Relationships

A few years back I heard one of my favorite speakers and teachers, Peter Rollins, talking on a podcast about relationships. Rollins is a philosopher who studies psychoanalysis and rarely talks about relationships so I immediately leaned in. He suggested that relationships exist on a spectrum from boredom to pain. Now this may seem pessimistic but hang with me. On one end of the spectrum we have boredom. This is where things seem to be going smoothly, both people are getting along and have established ways of being together that work. Most people believe this is what they want in a relationship, but I’ve found that when people get there they are often disappointed. They will say things like, “Everything is going great but for some reason I feel stuck.” When people find themselves on the boredom side of the spectrum, they will unconsciously create tension by starting arguments, keeping secrets, or cheating which swings them to the pain side.

The pain side of the spectrum is fairly self explanatory. This is where destructive patterns and behaviors lead to suffering and instability. This is what happens when there is too much fighting and not enough communication.
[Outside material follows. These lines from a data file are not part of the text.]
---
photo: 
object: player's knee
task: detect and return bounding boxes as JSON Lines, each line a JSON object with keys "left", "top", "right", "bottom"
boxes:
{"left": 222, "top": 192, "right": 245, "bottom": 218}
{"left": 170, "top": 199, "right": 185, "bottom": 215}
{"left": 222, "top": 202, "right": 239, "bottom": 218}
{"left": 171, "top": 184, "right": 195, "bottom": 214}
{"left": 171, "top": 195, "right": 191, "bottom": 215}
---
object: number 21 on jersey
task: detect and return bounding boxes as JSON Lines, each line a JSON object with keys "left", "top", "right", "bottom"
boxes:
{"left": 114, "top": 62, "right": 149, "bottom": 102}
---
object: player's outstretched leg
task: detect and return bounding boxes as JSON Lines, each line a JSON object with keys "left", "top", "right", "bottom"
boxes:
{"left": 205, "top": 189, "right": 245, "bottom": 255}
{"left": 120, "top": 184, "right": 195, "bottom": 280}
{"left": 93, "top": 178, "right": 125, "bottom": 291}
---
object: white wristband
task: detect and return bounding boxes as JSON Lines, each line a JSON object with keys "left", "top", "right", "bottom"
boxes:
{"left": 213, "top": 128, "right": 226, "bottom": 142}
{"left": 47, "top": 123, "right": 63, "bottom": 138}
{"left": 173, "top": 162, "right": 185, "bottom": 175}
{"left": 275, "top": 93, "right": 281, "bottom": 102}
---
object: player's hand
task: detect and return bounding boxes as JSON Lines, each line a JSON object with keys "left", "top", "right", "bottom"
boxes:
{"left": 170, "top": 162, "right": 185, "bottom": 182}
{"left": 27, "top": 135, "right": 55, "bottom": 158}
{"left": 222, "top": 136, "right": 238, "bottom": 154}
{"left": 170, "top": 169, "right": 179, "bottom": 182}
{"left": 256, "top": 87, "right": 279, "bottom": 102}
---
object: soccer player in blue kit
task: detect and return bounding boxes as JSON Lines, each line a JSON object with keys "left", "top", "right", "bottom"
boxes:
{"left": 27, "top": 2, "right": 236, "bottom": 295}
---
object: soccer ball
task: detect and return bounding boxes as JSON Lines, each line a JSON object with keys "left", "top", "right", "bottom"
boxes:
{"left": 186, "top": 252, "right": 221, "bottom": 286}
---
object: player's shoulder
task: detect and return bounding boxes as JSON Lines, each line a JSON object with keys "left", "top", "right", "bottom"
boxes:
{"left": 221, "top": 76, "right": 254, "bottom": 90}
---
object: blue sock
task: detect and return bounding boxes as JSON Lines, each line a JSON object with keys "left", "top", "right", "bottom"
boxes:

Often relationships will swing between these two extremes.One person continually cheats and then returns. Another participates in addictive behaviors like gambling or drinking, only to quit and then start again a short time later. The problem is this: as humans we believe what we want is comfort and stability and ease but often when we get it we actually find it boring. So instead we create pain to make life interesting again.

This is where sublimation comes in. In the middle of the spectrum between boredom and pain is sublimation. Sublimation is the act of creating good tension and difficulty in life. Sublimation looks like a couple taking on challenges that have the potential to bring them together rather than tear them apart. It looks like raising children, building a home, or starting a project together. These activities will inevitably lead to arguments and difficulty, but when entered into with intention, they can strengthen a relationship and keep it from going too far into boredom or pain. Sublimation is about accepting that life will never be perfect or comfortable. If we ever achieved perfection we would likely be very bored indeed.

This idea can be applied not only to couples but individuals as well. Where in your life can you create good tension? Where in life are you creating pain to avoid boredom? What pains might you be avoiding that could actually be used to sublimate and grow? Where can you accept life’s difficulties and see them as opportunities for your own sublimation?